MPs plead to coroner to stop Diana 'circus'

Senior MPs on Thursday urged the judge hearing the inquest into the deaths of Princess Diana and her lover Dodi al-Fayed in a Paris car crash to bring the "circus" to a halt.

They expressed concern after up to 10 members of the secret service were summoned to give evidence next week before Lord Justice Scott Baker at the inquest, which has so far cost six million pounds.

"I think it's a total waste of time and money," said former Labour minister George Foulkes, a MP's committee which oversees the work of the intelligence agencies.

Dodi's father, luxury storeowner Mohamed al-Fayed, says his son and Diana were killed by British security services on the orders of Prince Philip.

Fayed has said her killing was ordered because the royal family did not want the mother of the future king to have a child with his son, and that Diana's body was embalmed to cover up evidence she was expecting a baby.

Al-Fayed peppered his testimony to the inquest on Monday with allegations, accusing everyone from former Prime Minister Tony Blair to Diana's sister Sarah, from the French embalmers of Diana's body to the Paris ambulance drivers of being involved.

Foulkes told The Times: "The extraordinary performance of Fayed has turned the whole thing into a circus. I think the coroner should now seriously consider stopping the inquest."

His plea was echoed by Labour MP Dari Taylor who told the paper: "It is going far too far."

"We understand Mr Fayed's grief. But the fact is that he has got to accept at some stage that there was nobody involved in his son's and Princess Diana's death. It was an accident."

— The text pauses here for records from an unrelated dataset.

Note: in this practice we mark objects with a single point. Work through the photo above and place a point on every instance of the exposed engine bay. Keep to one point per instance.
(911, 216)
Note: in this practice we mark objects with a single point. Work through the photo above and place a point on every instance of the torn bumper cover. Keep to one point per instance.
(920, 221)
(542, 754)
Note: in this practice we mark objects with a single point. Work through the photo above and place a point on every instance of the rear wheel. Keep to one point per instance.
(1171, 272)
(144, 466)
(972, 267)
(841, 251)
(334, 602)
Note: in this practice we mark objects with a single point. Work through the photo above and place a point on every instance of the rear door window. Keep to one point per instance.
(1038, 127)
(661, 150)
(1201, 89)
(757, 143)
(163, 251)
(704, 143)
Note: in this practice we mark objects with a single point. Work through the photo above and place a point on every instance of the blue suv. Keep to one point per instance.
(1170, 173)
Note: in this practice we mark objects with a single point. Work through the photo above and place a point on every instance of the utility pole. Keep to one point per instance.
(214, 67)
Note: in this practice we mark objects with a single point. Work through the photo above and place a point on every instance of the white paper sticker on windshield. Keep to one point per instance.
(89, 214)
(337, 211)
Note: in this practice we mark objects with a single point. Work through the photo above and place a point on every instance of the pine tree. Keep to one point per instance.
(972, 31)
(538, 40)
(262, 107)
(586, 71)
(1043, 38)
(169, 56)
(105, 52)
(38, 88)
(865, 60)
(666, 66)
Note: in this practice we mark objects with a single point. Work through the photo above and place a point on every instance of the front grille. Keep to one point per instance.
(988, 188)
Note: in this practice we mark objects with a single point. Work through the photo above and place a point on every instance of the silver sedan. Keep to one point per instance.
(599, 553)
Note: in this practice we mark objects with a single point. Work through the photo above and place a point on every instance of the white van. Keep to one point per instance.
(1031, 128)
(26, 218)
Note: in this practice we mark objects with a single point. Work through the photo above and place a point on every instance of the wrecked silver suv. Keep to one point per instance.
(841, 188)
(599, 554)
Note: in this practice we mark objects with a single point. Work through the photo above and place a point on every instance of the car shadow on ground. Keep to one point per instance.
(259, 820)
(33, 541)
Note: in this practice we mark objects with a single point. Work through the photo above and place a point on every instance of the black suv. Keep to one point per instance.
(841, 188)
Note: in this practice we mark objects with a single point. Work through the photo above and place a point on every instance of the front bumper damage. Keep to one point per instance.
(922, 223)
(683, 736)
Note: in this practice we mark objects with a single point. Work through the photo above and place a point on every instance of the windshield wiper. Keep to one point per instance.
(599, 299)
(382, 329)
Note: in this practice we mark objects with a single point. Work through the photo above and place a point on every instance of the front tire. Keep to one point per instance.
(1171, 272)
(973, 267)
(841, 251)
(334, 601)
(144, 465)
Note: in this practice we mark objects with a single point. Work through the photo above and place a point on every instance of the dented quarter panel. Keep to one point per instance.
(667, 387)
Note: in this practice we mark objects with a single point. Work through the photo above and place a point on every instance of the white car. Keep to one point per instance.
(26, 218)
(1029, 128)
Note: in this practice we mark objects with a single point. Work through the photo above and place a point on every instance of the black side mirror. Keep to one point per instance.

Former Labour Foreign Office Minister Denis MacShane said: "This is not only a farce, it is a contemptible abuse of British law and a scandalous waste of public money."

Former spy chief Richard Dearlove appeared at the inquest on Wednesday to rebut al-Fayed's allegations as "utterly ridiculous".

The identities of the Secret Intelligence Service members who are due to appear at the inquest next week will not be revealed.

The court will be cleared of the media and public when they give evidence, which will be piped by audio link to an annex.